The test automatically handles JWT authentication:
- Logs in once at the start
- Uses the token for all subsequent requests
- Handles expiration gracefully
This is important because authentication adds overhead to every request.
Locust shows several percentiles:
- p50 (median): Half of requests are faster than this
- p95: 95% of requests are faster (captures slow outliers)
- p99: 99% are faster (the really slow ones)
Don't just look at average - the p95 and p99 times matter more for user experience.
Any non-200 responses count as failures. Even 1-2% failure rate means users are seeing errors.
How much throughput your API can handle. This should stay consistent if performance is stable.
If RPS drops over time with the same number of users, something's degrading (probably memory or connections).
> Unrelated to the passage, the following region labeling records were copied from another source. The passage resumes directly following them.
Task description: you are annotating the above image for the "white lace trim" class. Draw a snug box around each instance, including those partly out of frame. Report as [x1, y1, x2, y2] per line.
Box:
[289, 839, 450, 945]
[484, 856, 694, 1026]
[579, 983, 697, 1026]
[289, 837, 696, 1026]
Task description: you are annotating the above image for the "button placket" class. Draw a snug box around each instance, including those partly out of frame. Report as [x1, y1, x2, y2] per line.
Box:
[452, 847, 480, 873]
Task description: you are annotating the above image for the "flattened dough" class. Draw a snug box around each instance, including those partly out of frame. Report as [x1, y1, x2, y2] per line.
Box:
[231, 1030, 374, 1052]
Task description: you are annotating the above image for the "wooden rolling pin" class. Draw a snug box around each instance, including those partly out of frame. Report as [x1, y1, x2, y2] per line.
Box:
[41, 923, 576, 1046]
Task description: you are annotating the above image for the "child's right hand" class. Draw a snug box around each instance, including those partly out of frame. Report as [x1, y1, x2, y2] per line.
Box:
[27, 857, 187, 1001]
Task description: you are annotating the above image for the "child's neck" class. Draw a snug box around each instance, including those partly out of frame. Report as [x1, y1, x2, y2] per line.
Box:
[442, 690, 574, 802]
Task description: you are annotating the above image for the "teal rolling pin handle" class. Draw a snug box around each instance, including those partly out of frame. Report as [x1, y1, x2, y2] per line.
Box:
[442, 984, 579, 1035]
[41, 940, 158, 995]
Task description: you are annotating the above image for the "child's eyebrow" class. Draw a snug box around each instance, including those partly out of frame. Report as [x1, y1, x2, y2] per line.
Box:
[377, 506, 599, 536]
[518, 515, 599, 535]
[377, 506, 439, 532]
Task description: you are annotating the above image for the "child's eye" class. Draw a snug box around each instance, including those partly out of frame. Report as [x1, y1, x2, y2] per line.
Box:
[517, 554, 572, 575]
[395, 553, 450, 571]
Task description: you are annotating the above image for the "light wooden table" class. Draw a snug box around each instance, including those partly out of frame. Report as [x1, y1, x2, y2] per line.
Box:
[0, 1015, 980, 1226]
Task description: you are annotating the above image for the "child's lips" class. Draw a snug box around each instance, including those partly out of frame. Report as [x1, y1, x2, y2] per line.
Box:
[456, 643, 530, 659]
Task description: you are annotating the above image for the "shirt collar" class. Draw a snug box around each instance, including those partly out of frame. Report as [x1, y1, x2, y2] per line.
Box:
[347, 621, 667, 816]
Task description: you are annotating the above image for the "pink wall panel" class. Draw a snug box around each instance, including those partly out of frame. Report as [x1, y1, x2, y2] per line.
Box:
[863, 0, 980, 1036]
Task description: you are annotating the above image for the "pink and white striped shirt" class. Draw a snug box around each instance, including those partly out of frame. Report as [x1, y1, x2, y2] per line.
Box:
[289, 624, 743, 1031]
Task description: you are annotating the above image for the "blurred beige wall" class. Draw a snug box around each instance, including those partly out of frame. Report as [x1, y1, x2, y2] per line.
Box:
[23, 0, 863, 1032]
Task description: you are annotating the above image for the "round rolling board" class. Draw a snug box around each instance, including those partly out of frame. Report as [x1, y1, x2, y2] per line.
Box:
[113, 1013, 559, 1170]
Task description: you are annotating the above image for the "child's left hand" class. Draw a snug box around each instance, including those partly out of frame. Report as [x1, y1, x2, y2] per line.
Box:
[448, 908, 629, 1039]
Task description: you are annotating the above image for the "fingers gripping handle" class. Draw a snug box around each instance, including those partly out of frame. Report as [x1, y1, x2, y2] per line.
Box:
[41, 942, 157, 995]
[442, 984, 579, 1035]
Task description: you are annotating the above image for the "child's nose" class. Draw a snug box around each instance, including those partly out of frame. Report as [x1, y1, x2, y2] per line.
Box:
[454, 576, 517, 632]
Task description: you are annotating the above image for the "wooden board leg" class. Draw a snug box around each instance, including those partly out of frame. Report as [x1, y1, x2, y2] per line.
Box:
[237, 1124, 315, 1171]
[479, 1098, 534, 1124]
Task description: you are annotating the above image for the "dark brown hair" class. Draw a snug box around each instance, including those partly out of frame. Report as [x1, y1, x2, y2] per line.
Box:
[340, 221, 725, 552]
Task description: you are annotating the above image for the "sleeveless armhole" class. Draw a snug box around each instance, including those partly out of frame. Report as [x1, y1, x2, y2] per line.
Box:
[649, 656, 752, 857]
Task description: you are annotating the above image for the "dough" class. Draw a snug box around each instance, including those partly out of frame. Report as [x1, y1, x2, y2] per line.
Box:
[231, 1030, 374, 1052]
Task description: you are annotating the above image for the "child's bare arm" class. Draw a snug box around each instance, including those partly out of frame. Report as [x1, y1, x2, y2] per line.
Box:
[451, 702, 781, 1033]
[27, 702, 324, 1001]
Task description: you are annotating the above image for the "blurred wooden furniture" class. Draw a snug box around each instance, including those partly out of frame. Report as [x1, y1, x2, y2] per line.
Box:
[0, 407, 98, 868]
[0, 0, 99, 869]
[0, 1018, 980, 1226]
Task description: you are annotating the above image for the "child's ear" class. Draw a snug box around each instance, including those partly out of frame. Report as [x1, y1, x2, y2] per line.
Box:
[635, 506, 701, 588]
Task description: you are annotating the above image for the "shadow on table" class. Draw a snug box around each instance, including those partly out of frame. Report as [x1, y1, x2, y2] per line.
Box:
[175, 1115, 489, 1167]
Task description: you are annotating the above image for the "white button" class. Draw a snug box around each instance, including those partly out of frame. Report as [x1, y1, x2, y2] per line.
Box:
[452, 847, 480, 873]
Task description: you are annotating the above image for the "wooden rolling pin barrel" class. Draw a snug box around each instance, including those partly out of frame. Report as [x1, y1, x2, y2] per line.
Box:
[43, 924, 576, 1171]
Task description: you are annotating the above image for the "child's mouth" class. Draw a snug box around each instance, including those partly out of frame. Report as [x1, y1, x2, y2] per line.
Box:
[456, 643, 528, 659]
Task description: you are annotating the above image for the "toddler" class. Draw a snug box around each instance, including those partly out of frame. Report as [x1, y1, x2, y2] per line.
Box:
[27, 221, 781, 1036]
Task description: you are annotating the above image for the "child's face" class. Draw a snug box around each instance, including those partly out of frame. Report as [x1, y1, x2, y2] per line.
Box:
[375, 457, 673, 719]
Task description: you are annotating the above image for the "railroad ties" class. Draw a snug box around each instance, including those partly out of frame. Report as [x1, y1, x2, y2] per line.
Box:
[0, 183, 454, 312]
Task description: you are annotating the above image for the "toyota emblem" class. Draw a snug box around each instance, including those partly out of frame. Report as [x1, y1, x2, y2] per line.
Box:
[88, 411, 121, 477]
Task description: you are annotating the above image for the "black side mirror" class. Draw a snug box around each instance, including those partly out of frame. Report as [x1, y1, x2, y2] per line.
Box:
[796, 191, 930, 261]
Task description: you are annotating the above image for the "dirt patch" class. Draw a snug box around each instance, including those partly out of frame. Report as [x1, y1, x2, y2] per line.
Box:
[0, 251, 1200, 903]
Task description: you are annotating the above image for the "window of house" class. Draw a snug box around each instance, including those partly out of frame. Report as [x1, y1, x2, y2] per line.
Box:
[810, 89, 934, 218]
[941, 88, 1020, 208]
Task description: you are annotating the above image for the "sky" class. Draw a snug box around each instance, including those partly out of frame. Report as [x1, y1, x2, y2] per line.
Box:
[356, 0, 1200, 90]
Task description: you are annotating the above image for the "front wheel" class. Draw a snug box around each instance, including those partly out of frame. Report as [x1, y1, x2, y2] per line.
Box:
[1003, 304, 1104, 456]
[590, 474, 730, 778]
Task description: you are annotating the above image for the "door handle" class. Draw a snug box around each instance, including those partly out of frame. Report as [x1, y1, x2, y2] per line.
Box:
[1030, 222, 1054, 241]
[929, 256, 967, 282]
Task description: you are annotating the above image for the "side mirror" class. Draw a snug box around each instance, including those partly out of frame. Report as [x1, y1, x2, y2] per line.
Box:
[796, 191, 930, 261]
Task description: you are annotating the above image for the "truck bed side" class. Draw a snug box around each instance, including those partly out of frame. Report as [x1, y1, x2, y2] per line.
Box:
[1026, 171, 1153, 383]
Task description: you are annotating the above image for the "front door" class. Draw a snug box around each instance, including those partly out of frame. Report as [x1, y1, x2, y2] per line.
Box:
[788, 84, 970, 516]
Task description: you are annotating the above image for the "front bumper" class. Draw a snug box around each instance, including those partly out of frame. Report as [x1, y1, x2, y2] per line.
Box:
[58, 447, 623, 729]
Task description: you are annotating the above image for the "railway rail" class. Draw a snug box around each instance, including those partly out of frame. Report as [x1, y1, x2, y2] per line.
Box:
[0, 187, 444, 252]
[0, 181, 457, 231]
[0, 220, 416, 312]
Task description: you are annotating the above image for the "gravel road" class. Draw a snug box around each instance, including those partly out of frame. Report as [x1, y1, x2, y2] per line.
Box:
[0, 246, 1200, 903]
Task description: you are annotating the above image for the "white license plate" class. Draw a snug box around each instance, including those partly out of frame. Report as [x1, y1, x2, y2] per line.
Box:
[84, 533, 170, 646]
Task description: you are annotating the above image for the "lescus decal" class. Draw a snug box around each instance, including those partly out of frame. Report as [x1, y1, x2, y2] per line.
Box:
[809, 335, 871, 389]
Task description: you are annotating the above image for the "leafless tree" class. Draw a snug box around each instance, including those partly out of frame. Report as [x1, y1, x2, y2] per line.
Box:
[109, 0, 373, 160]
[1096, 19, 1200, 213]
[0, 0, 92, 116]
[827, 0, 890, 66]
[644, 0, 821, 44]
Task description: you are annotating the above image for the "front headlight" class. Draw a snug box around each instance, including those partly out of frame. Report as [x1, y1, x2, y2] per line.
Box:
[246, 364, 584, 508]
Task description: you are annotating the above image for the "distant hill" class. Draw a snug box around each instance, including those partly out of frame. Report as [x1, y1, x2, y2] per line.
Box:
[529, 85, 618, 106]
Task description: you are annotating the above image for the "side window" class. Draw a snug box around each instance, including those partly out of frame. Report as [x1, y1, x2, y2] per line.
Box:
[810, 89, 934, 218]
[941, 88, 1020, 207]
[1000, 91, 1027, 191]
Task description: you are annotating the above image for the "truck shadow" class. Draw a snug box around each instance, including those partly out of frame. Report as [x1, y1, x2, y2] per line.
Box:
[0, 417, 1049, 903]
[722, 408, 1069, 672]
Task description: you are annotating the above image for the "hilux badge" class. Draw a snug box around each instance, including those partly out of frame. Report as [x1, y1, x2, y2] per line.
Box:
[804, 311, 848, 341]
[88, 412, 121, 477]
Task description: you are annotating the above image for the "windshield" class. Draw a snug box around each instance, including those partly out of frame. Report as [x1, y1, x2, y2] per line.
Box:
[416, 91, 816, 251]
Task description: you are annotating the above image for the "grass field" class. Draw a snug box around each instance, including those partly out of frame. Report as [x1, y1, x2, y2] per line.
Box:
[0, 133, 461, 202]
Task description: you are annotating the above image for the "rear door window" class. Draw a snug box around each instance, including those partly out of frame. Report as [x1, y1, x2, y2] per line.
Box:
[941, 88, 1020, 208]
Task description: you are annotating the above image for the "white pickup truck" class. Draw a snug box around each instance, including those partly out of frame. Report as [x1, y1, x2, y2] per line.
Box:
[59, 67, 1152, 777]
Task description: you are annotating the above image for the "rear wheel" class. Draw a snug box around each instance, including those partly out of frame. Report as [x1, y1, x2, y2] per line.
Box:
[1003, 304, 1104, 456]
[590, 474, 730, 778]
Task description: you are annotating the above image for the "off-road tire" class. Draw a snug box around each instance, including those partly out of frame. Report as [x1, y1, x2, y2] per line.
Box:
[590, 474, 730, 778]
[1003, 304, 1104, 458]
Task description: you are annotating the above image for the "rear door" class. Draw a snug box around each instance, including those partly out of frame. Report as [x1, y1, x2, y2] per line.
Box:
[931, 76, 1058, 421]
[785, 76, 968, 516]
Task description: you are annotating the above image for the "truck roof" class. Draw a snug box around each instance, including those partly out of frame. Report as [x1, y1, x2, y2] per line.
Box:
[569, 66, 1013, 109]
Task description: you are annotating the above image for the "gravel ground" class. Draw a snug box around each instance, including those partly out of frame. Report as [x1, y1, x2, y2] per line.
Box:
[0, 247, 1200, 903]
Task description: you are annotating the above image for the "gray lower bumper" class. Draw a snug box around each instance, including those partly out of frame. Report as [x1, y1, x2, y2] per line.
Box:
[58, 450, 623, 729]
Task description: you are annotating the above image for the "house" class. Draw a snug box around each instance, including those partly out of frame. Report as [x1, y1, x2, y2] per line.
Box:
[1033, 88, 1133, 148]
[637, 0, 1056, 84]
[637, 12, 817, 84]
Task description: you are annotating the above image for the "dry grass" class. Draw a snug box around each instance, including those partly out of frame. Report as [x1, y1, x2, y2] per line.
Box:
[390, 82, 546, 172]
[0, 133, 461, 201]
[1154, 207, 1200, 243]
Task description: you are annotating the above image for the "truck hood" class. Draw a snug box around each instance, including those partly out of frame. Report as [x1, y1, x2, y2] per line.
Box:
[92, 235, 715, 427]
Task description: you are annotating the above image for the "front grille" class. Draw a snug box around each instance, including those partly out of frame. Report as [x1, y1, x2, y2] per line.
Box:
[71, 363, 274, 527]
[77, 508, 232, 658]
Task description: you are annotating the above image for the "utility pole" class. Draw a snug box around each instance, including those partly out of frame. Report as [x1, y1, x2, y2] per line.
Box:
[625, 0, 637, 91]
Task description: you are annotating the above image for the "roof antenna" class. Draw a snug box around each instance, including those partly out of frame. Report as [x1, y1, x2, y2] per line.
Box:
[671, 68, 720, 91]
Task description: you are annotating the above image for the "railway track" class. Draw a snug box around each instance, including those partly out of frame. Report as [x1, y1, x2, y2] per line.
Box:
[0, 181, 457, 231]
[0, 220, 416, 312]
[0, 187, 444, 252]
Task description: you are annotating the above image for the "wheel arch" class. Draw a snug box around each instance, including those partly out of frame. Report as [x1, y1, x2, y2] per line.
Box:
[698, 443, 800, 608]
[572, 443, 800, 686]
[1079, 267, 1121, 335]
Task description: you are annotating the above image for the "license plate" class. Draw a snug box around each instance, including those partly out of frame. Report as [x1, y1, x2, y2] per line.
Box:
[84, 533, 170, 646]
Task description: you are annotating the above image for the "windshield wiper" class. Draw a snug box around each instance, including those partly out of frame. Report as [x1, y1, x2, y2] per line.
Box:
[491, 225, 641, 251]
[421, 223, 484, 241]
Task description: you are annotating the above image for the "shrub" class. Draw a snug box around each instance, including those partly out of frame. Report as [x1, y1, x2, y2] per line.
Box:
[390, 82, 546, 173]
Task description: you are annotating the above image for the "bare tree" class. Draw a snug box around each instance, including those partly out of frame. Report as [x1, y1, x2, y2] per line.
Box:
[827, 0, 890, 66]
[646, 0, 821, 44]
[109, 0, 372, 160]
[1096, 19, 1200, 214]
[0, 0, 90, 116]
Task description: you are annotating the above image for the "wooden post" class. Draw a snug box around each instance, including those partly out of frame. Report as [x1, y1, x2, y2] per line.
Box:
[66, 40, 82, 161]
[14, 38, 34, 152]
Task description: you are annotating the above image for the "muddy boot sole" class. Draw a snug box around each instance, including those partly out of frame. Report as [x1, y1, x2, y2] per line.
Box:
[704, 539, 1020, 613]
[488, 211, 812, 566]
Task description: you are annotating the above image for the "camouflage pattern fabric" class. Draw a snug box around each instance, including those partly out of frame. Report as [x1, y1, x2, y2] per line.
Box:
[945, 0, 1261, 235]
Performance-Testing-Framework/
├── locustfiles/ # Test scenarios
│ └── api_load_test.py # API load tests
├── scenarios/ # Additional test scenarios
├── utils/ # Helper utilities
├── config/ # Configuration files
│ └── test_config.yaml # Test settings
├── reports/ # Test results (generated)
├── run_load_test.py # CLI tool for easy execution
└── requirements.txt # Python dependencies
Building this taught me:
About Load Testing:
- The difference between load, stress, spike, and endurance testing
- Why you can't just use functional tests for performance
- How to model realistic user behavior instead of just hitting endpoints
- The importance of percentiles over averages
About Performance:
- Authentication overhead matters at scale
- Database connection pools are critical
- Memory leaks show up in long-running tests
- Even small inefficiencies multiply under load
About APIs:
- Rate limiting needs careful tuning
- Keep-alive connections make a huge difference
- JWT token validation is surprisingly expensive
- Database queries that seem fast become bottlenecks at scale
To test a different API:
- Create a new locustfile (copy
api_load_test.pyas a template) - Model your user flow (login, browse, checkout, etc.)
- Add realistic wait times between actions
- Set task weights based on actual usage patterns
- Start small (5-10 users) and ramp up
Don't start by testing with 1000 users - you'll just break everything and learn nothing. Start low, find issues, fix them, then increase.
"Connection refused"
- Is your API actually running?
- Check the host URL (http vs https)
"Too many failures"
- Your API might not be able to handle the load
- Reduce user count and try again
- Check API logs for errors
"Tests run but no requests"
- Authentication might be failing
- Check credentials in the locustfile
"Response times increasing over time"
- Memory leak or connection pool exhaustion
- This is what endurance tests catch - it's valuable data!
✅ Start with low user counts and ramp up ✅ Model realistic user behavior ✅ Run tests for several minutes (not just seconds) ✅ Test on an environment similar to production ✅ Monitor your API server during tests (CPU, memory, etc.)
❌ Test directly against production (use staging!) ❌ Just hit one endpoint repeatedly ❌ Ignore authentication in your tests ❌ Only look at average response times
Found a bug or have a scenario to add? Open an issue or PR!
Jason Teixeira
- GitHub: @JasonTeixeira
- Email: sage@sageideas.org
MIT License - use it however you want.
I chose Locust because:
- Python-based - Easy to extend with custom logic
- Distributed testing - Can run across multiple machines
- Real-time web UI - Watch results as tests run
- Realistic simulation - Models actual user behavior, not just request spam
- Open source - No licensing costs
Other tools are good too (JMeter, k6, Gatling), but Locust's Python API makes it very flexible for complex scenarios.